Leadership Outline

PREPARATION

Depending on the design of the Leadership workshop, the preparation could include:

  • Participants meetings with their supervisors;
  • Pre-reading material;
  • An e-meeting;
  • A pre-workshop questionnaire to tailor the workshop more closely to the needs of these particular participants.

The questionnaire would:

  • Surface best practices of what is working well;
  • Identify leadership/management challenges to address in the workshop;
  • Synthesize desired outcomes;
  • Provide advice to the facilitator.

CHALLENGES AND OUTCOMES

  • Identify the management/leadership challenges and issues to address during the training.
  • Agree on outcomes for the workshop.

LEADERSHIP:  FOCUS AND DIRECTION

  • Distinguish between management and leadership behaviours; identify the competencies required to be successful in both roles; and recognize growth opportunities.
  • Reflect on the type of leadership required of you by your organization, team and yourself.
  • Develop your own personal leadership vision to provide focus and a sense of direction and inspiration.
  • (When learning as a leadership group)  Develop a group leadership plan to implement between modules.

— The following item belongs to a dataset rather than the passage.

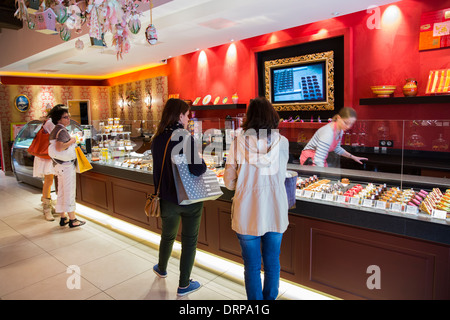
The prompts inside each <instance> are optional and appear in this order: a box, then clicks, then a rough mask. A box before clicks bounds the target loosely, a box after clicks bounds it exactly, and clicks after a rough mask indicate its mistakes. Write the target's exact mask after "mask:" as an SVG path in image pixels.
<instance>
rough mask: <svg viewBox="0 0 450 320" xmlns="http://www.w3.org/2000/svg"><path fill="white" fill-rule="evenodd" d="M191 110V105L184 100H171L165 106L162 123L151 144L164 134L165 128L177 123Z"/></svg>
mask: <svg viewBox="0 0 450 320" xmlns="http://www.w3.org/2000/svg"><path fill="white" fill-rule="evenodd" d="M189 109H190V107H189V105H188V104H187V103H186V102H184V101H183V100H181V99H174V98H171V99H169V100H168V101H167V102H166V105H165V106H164V109H163V113H162V116H161V121H160V122H159V124H158V128H157V129H156V132H155V134H154V135H153V137H152V141H151V142H153V139H155V138H156V137H157V136H159V135H160V134H161V133H163V131H164V129H165V128H167V127H170V126H172V125H174V124H175V123H177V122H178V121H179V120H180V115H181V114H185V113H186V112H188V111H189Z"/></svg>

TRANSITION FROM PEER TO SUPERVISOR

  • Develop skills and strategies to make the transition from peer to supervisor more seamlessly by focusing on four key result areas:
    • Accept your new role;
    • Set clear boundaries;
    • Communicate;
    • Take action.

EFFECTIVE DELEGATION

  • Explore the benefits of sufficient, appropriate delegation and the consequences of not delegating sufficiently or appropriately.
  • Identify the obstacles to effective delegation; then develop strategies to overcome these obstacles.
  • Discover the components of accountability that works, including clear agreements, responsibility and personal empowerment.
  • Use a step-by-step approach to delegation (preparation – the interview – follow-up) for best performance.

LEADERSHIP FLEXIBILITY

Many believe that there is a best style of leadership, a right style, a worst and wrong style.  The truth is there is no best style.  The best style is the one that works for the readiness level of this employee for this task in this situation.

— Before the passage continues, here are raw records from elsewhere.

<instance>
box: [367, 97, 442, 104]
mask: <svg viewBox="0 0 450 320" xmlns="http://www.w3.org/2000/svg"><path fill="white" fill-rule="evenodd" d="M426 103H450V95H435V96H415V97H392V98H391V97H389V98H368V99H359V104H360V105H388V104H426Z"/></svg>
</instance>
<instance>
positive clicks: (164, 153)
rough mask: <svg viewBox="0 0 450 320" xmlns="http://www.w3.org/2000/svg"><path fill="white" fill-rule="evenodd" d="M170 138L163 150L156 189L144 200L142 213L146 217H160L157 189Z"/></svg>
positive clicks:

  • Identify the consequences of “over-supervision” and “under-supervision” for the leader, the followers, the team and the organization.
  • Use a methodology to determine the readiness level of each employee for the task at hand.
  • Discover your own leadership style preferences and your style flexibility strengths and weaknesses.
  • Adapt your leadership style to the immediate needs of the employee in each situation.

LEADERSHIP PRACTICES

  • Assess your strengths and weaknesses in the five leadership practices identified in the research of Kouzes and Posner:
    • Inspiring a Shared Vision;
    • Modeling the Way;
    • Enabling Other to Act;
    • Challenging the Process;
    • Encouraging the Heart.
      (This could be a self-assessment of 3600 feedback.)
  • Explore techniques and initiatives to improve each practice.
  • Develop a personal plan to improve each of the five practices in your team.

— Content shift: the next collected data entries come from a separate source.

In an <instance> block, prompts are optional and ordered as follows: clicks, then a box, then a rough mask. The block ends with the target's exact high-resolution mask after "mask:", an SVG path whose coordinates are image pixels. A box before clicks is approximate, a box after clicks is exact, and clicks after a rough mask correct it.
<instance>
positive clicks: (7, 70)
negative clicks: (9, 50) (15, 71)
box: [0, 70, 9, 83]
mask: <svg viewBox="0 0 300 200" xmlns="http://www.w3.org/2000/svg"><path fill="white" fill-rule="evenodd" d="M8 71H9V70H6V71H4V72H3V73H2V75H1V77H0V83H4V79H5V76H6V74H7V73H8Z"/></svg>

STATE, EXPECTATIONS AND SELF-FULFILLING PROPHECIES

  • Understand how leaders unconsciously communicate positive and negative expectations to employees; and how employees meet those expectations.
  • Manage four aspects of your approach to employees to ensure that you communicate positive expectations.
  • Gain and regain composure which affects leaders’ perceptions and reactions.
  • Identify and break through limiting expectations about yourself, your employees and what you can achieve as a leader.
  • Maintain friendly neutrality in the most difficult situations.

RAPPORT AND TRUST

  • Establish rapport and trust instantly.
  • Use verbal and nonverbal techniques to open, calm or motivate.

CREDIBILITY

  • Communicate credibility by demonstrating four qualities in any transaction; then cultivate them over time.

ACTIVE LISTENING

  • Use feedback, open questions and silence to build relationships and gather pertinent information.

ASSERTIVENESS

  • When you have to deliver bad news or deal with sensitive issues, do it skilfully.
  • Discover to what extent you choose to use your influence assertively, aggressively, passively or passive aggressively.
  • Adopt a more assertive approach progressively, over time.

READING PEOPLE AND ADAPTING I:  COMMUNICATION MODES

  • Discover to what extent you prefer the visual, auditory or kinesthetic modes in communication; and the serial or parallel way of mentally processing information.
  • Recognize and adapt your leadership approach to the preferred communication modes and mental processes of your employees.

CORRECTIVE FEEDBACK

  • Provide corrective feedback in a clear and respectful way, leaving the employee committed to the corrective action and motivated.

PERSUASION

  • Win employees over by framing messages in terms of their interests.
  • Win employees back once you have lost their commitment for any reason.
  • Sell your ideas by presenting them in a persuasive and compelling way.
  • Explore the fundamentals of persuasion.

MOTIVATION

  • Distinguish between what motivates employees and what only dissatisfies them (and why managers confuse them).
  • Discover the top 4 “universal” motivators; then, ensure that both you and your employees are regularly inspired by the universal motivators.